Turkey and stuffing. Sweet potatoes and green bean casserole. Pumpkin and apple pies. We’ve all got our Thanksgiving favorites. But the best part of Thanksgiving isn’t what’s on the table, it’s who’s at your table.

If you want to make sure that the people you love arrive to your table safely, urge them not to drive impaired by alcohol or drugs this Thanksgiving holiday. Over the past five years, more people have died in motor vehicle crashes — and more have died in crashes involving alcohol — around the Thanksgiving holiday than over any other holiday, period. More than the Fourth of July, Christmas, and even New Year’s Eve, which are more commonly associated with alcohol. There are also signs that an increasing number of people are driving when impaired by marijuana and other drugs.

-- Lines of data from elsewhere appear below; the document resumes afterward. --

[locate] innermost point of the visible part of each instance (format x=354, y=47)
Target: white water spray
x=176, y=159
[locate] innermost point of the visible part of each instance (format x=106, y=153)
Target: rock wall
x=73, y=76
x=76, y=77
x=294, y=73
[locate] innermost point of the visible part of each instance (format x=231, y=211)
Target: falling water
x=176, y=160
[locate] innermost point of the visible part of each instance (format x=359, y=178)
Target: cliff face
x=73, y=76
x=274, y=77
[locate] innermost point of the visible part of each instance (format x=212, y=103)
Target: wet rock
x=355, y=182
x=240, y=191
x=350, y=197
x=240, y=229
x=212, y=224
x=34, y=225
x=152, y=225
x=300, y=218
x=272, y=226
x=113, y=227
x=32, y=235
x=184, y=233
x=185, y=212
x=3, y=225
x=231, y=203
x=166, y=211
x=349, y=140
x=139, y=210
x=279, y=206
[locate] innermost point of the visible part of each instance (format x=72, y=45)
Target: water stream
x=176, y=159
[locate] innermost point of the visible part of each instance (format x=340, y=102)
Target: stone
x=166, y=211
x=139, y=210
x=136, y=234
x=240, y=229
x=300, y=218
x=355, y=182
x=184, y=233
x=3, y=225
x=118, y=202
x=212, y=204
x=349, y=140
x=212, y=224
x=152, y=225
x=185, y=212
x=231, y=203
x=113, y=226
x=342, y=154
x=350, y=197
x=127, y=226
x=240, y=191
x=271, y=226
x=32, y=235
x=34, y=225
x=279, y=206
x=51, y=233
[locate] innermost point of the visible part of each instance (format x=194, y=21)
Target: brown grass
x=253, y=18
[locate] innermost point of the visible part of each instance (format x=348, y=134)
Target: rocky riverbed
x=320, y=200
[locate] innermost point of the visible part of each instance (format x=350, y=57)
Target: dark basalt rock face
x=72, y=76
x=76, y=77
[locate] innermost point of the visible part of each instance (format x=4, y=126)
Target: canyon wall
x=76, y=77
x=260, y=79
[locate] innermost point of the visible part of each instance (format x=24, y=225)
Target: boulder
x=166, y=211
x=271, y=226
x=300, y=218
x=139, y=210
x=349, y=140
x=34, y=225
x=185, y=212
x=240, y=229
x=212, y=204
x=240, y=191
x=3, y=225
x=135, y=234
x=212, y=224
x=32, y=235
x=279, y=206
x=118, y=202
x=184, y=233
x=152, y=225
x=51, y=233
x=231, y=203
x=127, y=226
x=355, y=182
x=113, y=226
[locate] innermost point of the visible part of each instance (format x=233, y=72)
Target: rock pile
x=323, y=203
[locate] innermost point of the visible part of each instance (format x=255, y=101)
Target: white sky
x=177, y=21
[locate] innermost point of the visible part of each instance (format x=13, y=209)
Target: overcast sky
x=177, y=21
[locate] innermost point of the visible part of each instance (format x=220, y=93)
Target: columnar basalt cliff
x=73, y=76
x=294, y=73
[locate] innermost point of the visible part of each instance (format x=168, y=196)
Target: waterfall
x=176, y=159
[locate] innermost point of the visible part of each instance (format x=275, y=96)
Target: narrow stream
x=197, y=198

One reason for the large number of Thanksgiving impaired-driving deaths may be that the days around the holiday are increasingly seen as a time to drink alcohol and use drugs, specifically marijuana. The night before Thanksgiving (which some call “Thanksgiving Eve”) has become a time for going out and drinking. Cooking with marijuana (Danksgiving) is apparently a new trend. In any case, no event should ever end with getting behind the wheel if impaired by alcohol or drugs.

Texas A&M AgriLife, Austin County, and the Watch UR BAC Project at Texas A&M AgriLife Extension reminds you that whatever your Thanksgiving holiday plans, make sure you’re planning a sober ride. Remind your family and friends about the safe options available to them. Or offer to be the designated driver. Then you’ll really have something to be grateful for on Thanksgiving: a home full of family and friends who made it to the table because they chose to drive sober.